Const. Bill Bentley had been facing a charge he lied at a public inquiry into Dziekanski's death, but McEwan said there are "other explanations, inconsistent with the guilt of the accused, that remain open on the evidence."
When the verdict was pronounced, Bentley bent over and cried into a tissue.
Whether the verdict will change what happens with the perjury charges against Bentley's three colleagues is not clear. Crown counsel spokesman Neil MacKenzie said the special prosecutor will take a close look at the ruling.
"Each of these cases is determined on its own specific facts," he said.
"I don't want to speculate about what the effect of this decision may be other than to say that, obviously, the cases contain some interrelated facts."
Bentley was the first to be tried for perjury for his testimony during the 2009 inquiry, which was called to find answers about what happened the night the officers responded to a call about a distraught man throwing furniture in an arrivals area.
Bentley said in his notes Dziekanski came at the officers screaming and brandishing a stapler, prompting police to use the Taser several times and wrestle Dziekanski to the ground.
But the video, shot by traveller Paul Pritchard, appeared to contradict some of Bentley's notes and statements.
During Bentley's trial, the Crown called several witnesses from the airport and prosecutors relied on a comparison of the police officers' notes and statements.
Prosecutors tried to prove the collusion by relying on similarities in the four officers' notes and statements.
The fatal confrontation fuelled a national debate about the safety of Tasers, prompting the Braidwood Inquiry that forced Bentley and the other three officers to account for why they used so much force so quickly on a man who, on the surface, appeared calm when police arrived.
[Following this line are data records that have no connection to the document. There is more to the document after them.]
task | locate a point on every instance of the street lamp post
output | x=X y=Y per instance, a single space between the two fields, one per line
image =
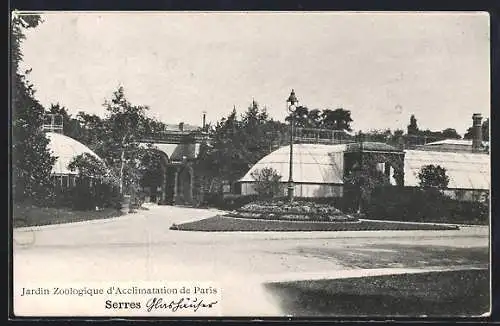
x=291 y=102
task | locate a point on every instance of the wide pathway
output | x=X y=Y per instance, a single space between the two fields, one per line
x=141 y=247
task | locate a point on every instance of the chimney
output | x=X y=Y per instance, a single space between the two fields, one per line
x=477 y=132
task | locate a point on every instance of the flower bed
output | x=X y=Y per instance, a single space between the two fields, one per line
x=295 y=211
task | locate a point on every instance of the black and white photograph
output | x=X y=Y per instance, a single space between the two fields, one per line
x=250 y=164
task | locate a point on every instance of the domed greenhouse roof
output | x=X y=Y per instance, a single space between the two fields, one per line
x=312 y=163
x=65 y=149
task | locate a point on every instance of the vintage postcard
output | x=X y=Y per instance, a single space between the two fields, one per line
x=250 y=164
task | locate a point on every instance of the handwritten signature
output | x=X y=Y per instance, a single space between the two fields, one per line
x=182 y=303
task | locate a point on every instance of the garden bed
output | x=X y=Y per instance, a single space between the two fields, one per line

The Crown argued at trial Bentley and the other officers colluded on their stories to homicide investigators and then lied at the inquiry to cover up the deception.
"The peculiar nature of this case is that the alleged falsehood is that at the inquiry, Mr. Bentley lied about lying," McEwan wrote in his ruling.
"The Crown has not shown that in any particular (allegation), Mr. Bentley made a false statement knowing it to be false and with intent to mislead the inquiry. The Crown has advanced a suspicion based largely on circumstantial evidence."
Commissioner Thomas Braidwood's final report concluded the officers used too much force and had no justification for using the Taser.
But McEwan found that when Dziekanski picked up the stapler, he could be seen to be combative.
"It is quite possible that the Pritchard video did not capture the gestures several witnesses observed that would be consistent with Mr. Bentley's note that Mr. Dziekanski 'came at' the police because it was taken from behind Mr. Dziekanski."